One day I was whipping up my sauce, just going through the familiar motions but when I tasted my sauce to decide what it needed I was appalled! It was disgusting! I added CUPS of brown sugar and water to try to balance the incredibly inedible saltiness. I wasted all sorts of things as I tweaked my sauce but I just got further and further away from my familiar, delicious result.

Finally I noticed the bottle of soy sauce was still in the fridge... I was using Worcestershire sauce. A dash here and there is great but half a bottled mixed with various Asian ingredients and copious amounts of brown sugar... Real bad.

I bet you're wondering what in the world this little glimpse into my life has to do with anything... Bear with me.

I spent so much thought and time trying to fix the issues of the sauce that I didn't even consider the big picture. I thought it was too salty so I added sweet, I thought it was too pungent so I added flavorless water. I never once considered there was an actual problem that was causing it all.

This is what my doctors and I have been doing with my rattletrap of a body. We focus on all these weird, isolated incidents and symptoms but we have never looked at my body as a whole to see if maybe there is a a greater malfunction or problem that is causing everything!

What a bunch of dodo's.

Let's just talk about these symptoms... Going as far back as 12, I had severe chronic lower abdominal pain and urinary symptoms. Since then things have developed like constant nausea, severe fatigue, restlessness, extreme sensitivity to any pressure, blurred vision, muscle cramping, muscle weakness, falling, passing out, numbness/ tingling, of course continued pain, and on and on....

We've always had something to blame it all on... Medication side effects, recovery from surgery, complications, etc... But now here I am, off of my meds, not currently in any medical crisis and the symptoms continue. These aren't just symptoms that should be ignored or downplayed. I should not be falling or having regular uncontrollable muscle spasms.

So. By George. Maybe we should look into the WHOLE picture that is Deni's whackadoodle body.

Looking at the symptoms my doctor thinks it may be neurological so we are starting there. I am having a "nerve conduction test" done next week which sounds like a secret, truth producing torture where they put little needles into my nerves then send electric currents through them to see if and how well the jolt travels through my nerves, basically testing for nerve damage. Sounds like fun.

There is also the autoimmune path that we might explore depending on results from that torture and other neurological testing they might do. I know that IC is a relatively young disease and the consideration of it being an autoimmune disease is a pretty new theory but if that's the case it would make sense that I would have other diseases under the autoimmune umbrella.

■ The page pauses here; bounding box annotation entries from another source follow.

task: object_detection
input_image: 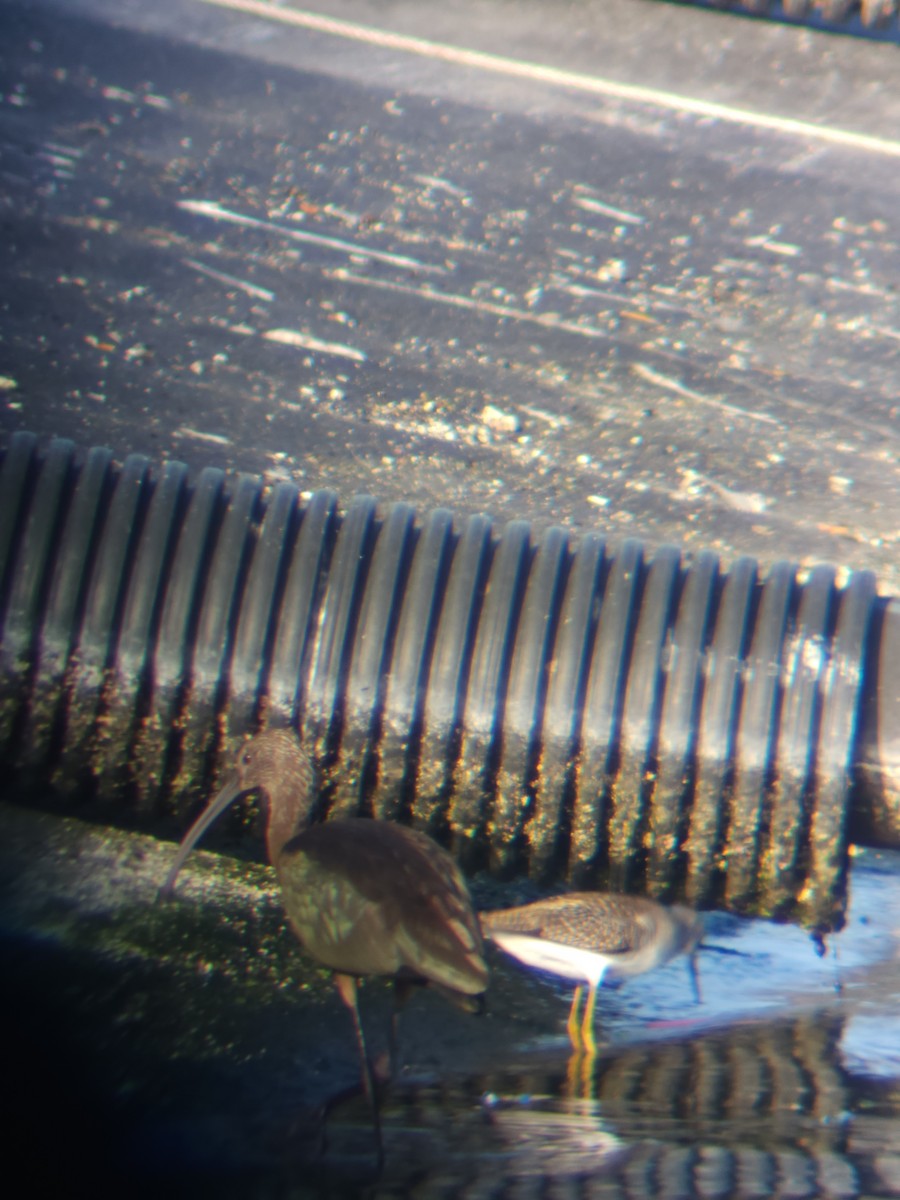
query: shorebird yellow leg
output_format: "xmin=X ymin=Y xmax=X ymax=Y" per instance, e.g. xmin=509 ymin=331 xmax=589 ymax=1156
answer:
xmin=565 ymin=988 xmax=583 ymax=1050
xmin=581 ymin=984 xmax=596 ymax=1056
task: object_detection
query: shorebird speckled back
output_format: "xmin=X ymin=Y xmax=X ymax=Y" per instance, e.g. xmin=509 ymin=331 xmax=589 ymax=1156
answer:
xmin=481 ymin=892 xmax=703 ymax=1054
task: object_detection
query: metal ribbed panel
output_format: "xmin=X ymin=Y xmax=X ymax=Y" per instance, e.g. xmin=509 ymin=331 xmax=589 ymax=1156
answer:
xmin=0 ymin=437 xmax=900 ymax=928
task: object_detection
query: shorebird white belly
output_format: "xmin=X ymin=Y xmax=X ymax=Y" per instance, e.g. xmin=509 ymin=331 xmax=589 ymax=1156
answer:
xmin=491 ymin=930 xmax=612 ymax=988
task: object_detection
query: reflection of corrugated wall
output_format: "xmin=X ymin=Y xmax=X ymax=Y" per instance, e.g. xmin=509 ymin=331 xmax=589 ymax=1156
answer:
xmin=683 ymin=0 xmax=900 ymax=37
xmin=0 ymin=434 xmax=900 ymax=928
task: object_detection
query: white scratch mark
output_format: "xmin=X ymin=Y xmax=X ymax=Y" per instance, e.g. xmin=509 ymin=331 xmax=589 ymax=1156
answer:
xmin=203 ymin=0 xmax=900 ymax=158
xmin=178 ymin=200 xmax=445 ymax=275
xmin=263 ymin=329 xmax=366 ymax=362
xmin=413 ymin=175 xmax=469 ymax=199
xmin=744 ymin=233 xmax=803 ymax=258
xmin=631 ymin=362 xmax=781 ymax=428
xmin=682 ymin=468 xmax=769 ymax=516
xmin=184 ymin=258 xmax=275 ymax=301
xmin=564 ymin=283 xmax=635 ymax=305
xmin=572 ymin=196 xmax=643 ymax=224
xmin=330 ymin=270 xmax=610 ymax=342
xmin=175 ymin=425 xmax=232 ymax=446
xmin=101 ymin=86 xmax=139 ymax=104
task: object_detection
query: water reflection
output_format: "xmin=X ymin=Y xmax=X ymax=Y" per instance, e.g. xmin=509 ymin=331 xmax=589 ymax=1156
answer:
xmin=319 ymin=1010 xmax=900 ymax=1200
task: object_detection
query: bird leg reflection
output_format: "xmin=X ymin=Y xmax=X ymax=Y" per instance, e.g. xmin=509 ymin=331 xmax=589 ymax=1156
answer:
xmin=565 ymin=984 xmax=598 ymax=1055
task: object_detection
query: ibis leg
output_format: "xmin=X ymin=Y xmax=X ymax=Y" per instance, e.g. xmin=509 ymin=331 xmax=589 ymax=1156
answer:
xmin=334 ymin=972 xmax=384 ymax=1166
xmin=688 ymin=950 xmax=703 ymax=1004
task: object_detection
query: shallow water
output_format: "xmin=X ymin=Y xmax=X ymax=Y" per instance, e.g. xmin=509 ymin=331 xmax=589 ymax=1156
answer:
xmin=0 ymin=808 xmax=900 ymax=1198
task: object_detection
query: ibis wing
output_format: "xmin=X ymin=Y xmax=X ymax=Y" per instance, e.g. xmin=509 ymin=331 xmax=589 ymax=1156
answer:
xmin=278 ymin=820 xmax=487 ymax=995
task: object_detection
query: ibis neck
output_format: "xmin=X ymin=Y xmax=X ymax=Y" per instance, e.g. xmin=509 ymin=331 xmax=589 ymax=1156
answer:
xmin=265 ymin=793 xmax=308 ymax=866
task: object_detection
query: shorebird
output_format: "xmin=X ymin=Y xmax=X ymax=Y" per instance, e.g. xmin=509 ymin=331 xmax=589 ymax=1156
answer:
xmin=161 ymin=730 xmax=487 ymax=1163
xmin=480 ymin=892 xmax=703 ymax=1055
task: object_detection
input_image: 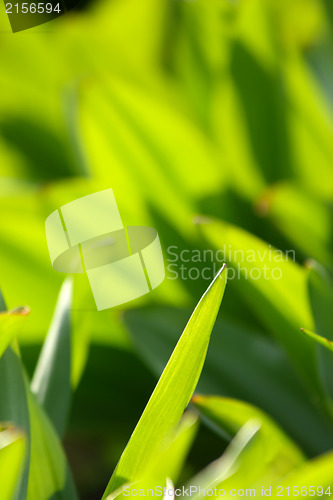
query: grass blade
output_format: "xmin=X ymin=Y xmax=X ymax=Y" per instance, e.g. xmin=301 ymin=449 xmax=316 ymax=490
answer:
xmin=103 ymin=266 xmax=227 ymax=498
xmin=31 ymin=280 xmax=72 ymax=436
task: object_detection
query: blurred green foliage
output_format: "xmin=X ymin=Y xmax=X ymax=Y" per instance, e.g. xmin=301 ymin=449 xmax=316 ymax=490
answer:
xmin=0 ymin=0 xmax=333 ymax=500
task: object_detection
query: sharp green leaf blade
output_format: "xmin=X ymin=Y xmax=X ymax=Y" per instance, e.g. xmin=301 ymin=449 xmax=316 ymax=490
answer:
xmin=186 ymin=421 xmax=260 ymax=500
xmin=0 ymin=425 xmax=26 ymax=500
xmin=125 ymin=310 xmax=333 ymax=455
xmin=103 ymin=266 xmax=227 ymax=498
xmin=26 ymin=382 xmax=78 ymax=500
xmin=198 ymin=219 xmax=322 ymax=397
xmin=0 ymin=347 xmax=30 ymax=500
xmin=0 ymin=289 xmax=7 ymax=312
xmin=31 ymin=280 xmax=72 ymax=436
xmin=258 ymin=183 xmax=332 ymax=263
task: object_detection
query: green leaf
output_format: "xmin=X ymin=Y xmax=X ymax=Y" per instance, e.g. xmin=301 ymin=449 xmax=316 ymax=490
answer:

It's hard being a frontier of this disease but I am thankful for any forward motion that is happening... I wish more doctors would stop looking at each symptoms and look at us as people, as patients, as a whole. I also wish that we didn't have to be afraid of being judged or categorized as paranoid or attention/ drug seeker every time we bring up a new symptom because maybe if a doctor would trust us and listen to us we would start these processes and find answers easier and faster!

I'll keep you updated but learn from my mistakes... Mention ALL of your symptoms to your doctors, don't just write them off because it's easier. Your body makes symptoms to alert you that something is wrong, like sending a distress flare from a life raft in the middle of the ocean... Don't ignore the caution flares because there are distracting fireworks nearby. (I really wanted to end it on that and just have people read that sentence over a few times then shake their head and blame it on my quirkiness but I have to acknowledge that was a stretch even though I'm not going to change it. I rebel in small ways to make myself feel in control of my life. I'm working on it.)